I recently read Kazuo Ishiguro’s novel ‘Klara and the Sun’ and it got me thinking…
(I’ll be talking about the ending of this novel, please skip or come back after you’ve read the ending because there’s spoilers ahead, you’ve been warned!)
This novel is about a robot that’s designed to be a companion to children, they’re referred to as AFs (Artificial Friend) and Klara is that AF for a girl called Josie. In the end, there’s a time jump and we see that Josie grows older and becomes less dependent on Klara, which means that Klara has served her purpose. It’s revealed that Klara starts to “fade” (die, essentially) and lives the rest of her days in a junkyard. Despite Klara’s tragic ending, she’s content because she has served her purpose which was to help Josie heal and become less lonely. And it got me thinking… sometimes I feel like Klara in the junkyard when I think about the relationships I’ve outgrown. I replay memories of us in my head, and then I wonder if the other person does this too. Maybe they also reminisce the way I do, or maybe they’ve completely moved on, but I’ll always cherish the best parts even if it’s over.

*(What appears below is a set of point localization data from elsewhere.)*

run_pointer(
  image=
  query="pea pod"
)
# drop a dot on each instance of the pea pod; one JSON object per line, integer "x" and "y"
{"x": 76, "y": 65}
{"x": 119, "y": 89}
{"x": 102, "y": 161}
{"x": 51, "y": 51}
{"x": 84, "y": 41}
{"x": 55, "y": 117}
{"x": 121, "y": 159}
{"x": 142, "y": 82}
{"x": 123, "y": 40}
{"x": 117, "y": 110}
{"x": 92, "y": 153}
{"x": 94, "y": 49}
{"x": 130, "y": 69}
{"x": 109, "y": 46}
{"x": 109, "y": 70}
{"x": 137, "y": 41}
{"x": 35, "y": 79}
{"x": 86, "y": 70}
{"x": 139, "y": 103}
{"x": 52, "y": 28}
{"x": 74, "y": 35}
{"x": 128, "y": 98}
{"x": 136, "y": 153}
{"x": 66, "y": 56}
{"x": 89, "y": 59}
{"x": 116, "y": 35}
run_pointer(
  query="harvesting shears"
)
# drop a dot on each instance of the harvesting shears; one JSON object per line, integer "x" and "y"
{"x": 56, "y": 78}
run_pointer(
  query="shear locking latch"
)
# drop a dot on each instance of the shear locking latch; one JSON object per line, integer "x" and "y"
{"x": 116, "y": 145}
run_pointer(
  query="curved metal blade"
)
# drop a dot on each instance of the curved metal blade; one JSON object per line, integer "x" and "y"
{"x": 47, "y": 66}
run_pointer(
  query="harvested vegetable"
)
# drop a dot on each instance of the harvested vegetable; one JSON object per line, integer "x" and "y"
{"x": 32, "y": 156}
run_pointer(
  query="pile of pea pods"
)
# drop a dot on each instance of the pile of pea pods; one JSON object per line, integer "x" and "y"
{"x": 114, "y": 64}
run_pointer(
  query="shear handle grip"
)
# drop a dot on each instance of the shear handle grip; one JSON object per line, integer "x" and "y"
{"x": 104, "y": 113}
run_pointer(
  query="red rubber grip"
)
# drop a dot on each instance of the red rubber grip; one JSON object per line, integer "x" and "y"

Are people that disposable in this day and age? How has it been possible for us to just enter a relationship, take what we can, then move on to the next thing we pursue almost as if that relationship meant nothing? And what do we really owe each other in the bonds that we build? I’ll confess, I’ve been the hurter as well as the hurtee from time to time. I’m guilty of discarding relationships that I thought at the time drained me, and I’m guilty of miscommunication which led to me and the other person parting ways. Cutting people off nowadays is not only a convenient thing to do but is also something praised for to some extent, and yet I look around me and find that meaningful relationships still exist, despite, despite, despite…
People do come together for silly little rituals like sitting in a cafe on a Sunday morning. People do support one another, to the extent that if they could move mountains for the other person, they would. People do care and love and nurture, not to be morally right but to be human. I know it’s possible because I’ve seen it happen to me, despite having my fair share of breakups of all sorts from romantic to platonic. And it’s through weathering the storm that we eventually feel the sun’s warm beams on our skin, like a comfy hug from someone we love and who loves us.
Maybe some relationships were meant to be momentary, and some relationships can last lifetimes. Nonetheless, I thank every one of them for teaching me valuable life lessons, all of which I wouldn’t have learnt on my own. It was through coming together that we both grew wiser and bloomed brighter, and I’ll always be thankful for the gift of human relationships.